If it seems near impossible for a first-year player to be so impressive under such intense pressure, you have to remember Niemi's background.
"Even though it's his first year in the League, he's not 20 or 21 years old like most of the young rookies you see coming up," Hawks defenseman Duncan Keith
said. "He's 26 years old, pretty mature."
Niemi, who is too old to be classified as a rookie in the NHL (he's not eligible for the Calder Trophy), played three seasons in Finland's top pro league before coming to North America. He played a full season with the AHL’s Rockford IceHogs, Chicago’s top farm team, before making the Blackhawks out of training camp eight months ago.
"He's very mature, kind of laid back," Keith added. "You know, maybe all the cheering and all the loud noises don't really get him worked up like it would somebody else."
Beginning to wonder yet if the guy even has a pulse?
Absolutely he does, John Madden said. Hard work gets Niemi's heart pumping.
"He'll be first on the ice and last off the ice every single practice," Madden said after calling Niemi the hardest-working player on the team. "Not once did I ever see him leave the ice early and he was always the first one out there.

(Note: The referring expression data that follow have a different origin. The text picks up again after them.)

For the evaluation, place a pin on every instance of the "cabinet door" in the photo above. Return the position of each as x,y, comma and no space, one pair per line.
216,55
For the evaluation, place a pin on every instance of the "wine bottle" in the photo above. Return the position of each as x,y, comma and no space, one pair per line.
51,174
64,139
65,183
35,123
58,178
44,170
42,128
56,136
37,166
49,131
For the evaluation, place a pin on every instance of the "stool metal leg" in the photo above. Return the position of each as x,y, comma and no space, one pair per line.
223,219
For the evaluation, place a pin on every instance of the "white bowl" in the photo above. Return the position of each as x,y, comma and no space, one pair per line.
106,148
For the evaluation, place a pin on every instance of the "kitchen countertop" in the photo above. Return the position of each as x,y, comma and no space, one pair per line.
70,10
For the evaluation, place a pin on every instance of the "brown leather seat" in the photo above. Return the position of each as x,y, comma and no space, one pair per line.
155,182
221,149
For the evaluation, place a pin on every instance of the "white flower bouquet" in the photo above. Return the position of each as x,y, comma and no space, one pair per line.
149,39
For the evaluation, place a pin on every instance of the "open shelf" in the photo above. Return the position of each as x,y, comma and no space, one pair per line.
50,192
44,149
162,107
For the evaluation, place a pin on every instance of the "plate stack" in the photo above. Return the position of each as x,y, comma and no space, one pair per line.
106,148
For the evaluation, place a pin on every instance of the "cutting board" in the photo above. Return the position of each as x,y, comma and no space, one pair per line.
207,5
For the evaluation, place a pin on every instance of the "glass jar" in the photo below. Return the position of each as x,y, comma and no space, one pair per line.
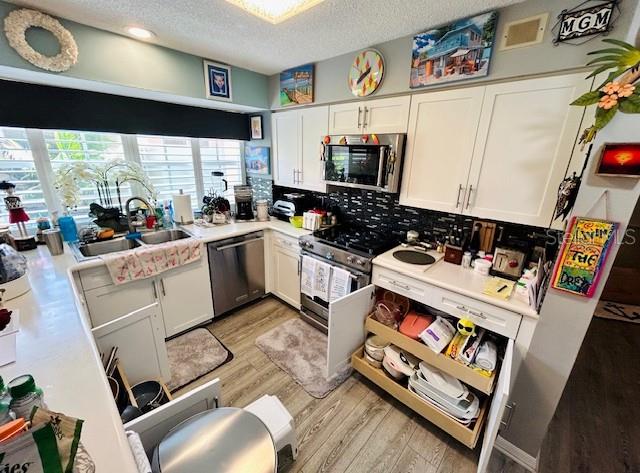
25,395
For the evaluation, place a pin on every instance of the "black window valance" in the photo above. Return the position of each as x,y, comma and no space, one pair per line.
46,107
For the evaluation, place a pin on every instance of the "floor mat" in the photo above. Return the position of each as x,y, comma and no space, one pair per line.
617,311
194,354
301,351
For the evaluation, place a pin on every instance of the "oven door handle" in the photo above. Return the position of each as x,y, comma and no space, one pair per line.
381,165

"We would do shootout at the end of almost every practice and he would take like 50 of them, no lie. Honest to God, he would take every single one of them. There were like 12 guys taking shootout and I know I would go three or four times, so if you break it down that's like 40-50 breakaways that he would face at the end of a 45-minute practice. It's pretty amazing. That's how hard and how much he wants to win and get better."
But as hard as he works, who knew he had this kind of run in him?
Niemi was great in the regular season, but until the end he was splitting duties with Cristobal Huet. He also had limited postseason experience on his professional resume coming into the postseason.
He played in 12 playoff games in Finland over two seasons and only two with Rockford last season. Combined, Niemi was 4-9 with one shutout.
"I wouldn't say he's proving me wrong, but he's exceeding even our expectations," Toews said. "He just seems so cool and collected. All the praise and everything that's being thrown his way, it just seems like it doesn't matter to him. He doesn't even seem that excited about it. He just wants to play hockey."
Now he just wants to win the Stanley Cup.